Murray is a dogged proponent of the sport, describing rodeo events in general and bull riding in particular in stark, honest terms.
“This sport is as pure as it gets. It goes all the way back to the Roman gladiator, where it’s man against beast, and it is severely dangerous,” he says. “I don’t want to take away from other sports, and I have a lot of respect for athletes in many of these extreme sports. But when you call bicycles and skateboards extreme, then you climb on a bull … they don’t seem so extreme anymore.”
Murray goes on to say that the terms “contestant” and “athlete” are interchangeable in the world of rodeo, especially in such specialized events as the PBR.
“My point is the world doesn’t consider us a sport,” he says. “That is shameful to me. I think of what defines an athlete, and we have that in spades.”
Murray’s relationship with the culture of competitive rodeo has been ingrained since he was a kid. When he was 13, he spent a summer with rodeo legend Larry Mahan.

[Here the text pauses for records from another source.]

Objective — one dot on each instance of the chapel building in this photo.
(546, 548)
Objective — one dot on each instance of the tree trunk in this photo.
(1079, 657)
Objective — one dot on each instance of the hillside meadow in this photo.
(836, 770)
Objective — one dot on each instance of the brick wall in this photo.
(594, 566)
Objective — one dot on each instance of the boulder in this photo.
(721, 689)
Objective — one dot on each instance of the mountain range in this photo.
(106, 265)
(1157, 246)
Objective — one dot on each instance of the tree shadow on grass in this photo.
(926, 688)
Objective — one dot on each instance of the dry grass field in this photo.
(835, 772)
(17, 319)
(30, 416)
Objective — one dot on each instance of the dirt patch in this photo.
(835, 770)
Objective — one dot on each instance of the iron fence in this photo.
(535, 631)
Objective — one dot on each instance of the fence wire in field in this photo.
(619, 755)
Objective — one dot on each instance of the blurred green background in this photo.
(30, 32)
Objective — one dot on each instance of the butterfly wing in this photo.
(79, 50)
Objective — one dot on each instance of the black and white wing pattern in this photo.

Famously, Mahan didn’t teach Murray any rodeo techniques. Instead, he told Murray to hire an agent and also explained the importance of developing a positive relationship with the media. When Murray was ready to retire in 2002, he had already banked a decade as a successful sports businessman in his role as an executive with the PBR.
“I just feel like what we did was take this sport and run it like a business, a sports property,” he says. “We made bull riding more fun, more accessible and more profitable for everyone.”
Murray remembers his days on the PRCA circuit, when the quality of competition varied from rodeo to rodeo until the top competitors convened in Las Vegas for the NFR.
“If you see a rodeo across the country, you don’t know what you’re going to see,” he says. “With the PBR, you are seeing the best every time.”
At age 44, Murray says he is comfortable as one of the sport’s ambassadors.
“I am an analyst at about a third of the events, and I stay connected that way,” he says. “My involvement in the PBR has been the same as it’s been for the past 20 years. Otherwise, I’m married, and we have a son. That’s my world right now.”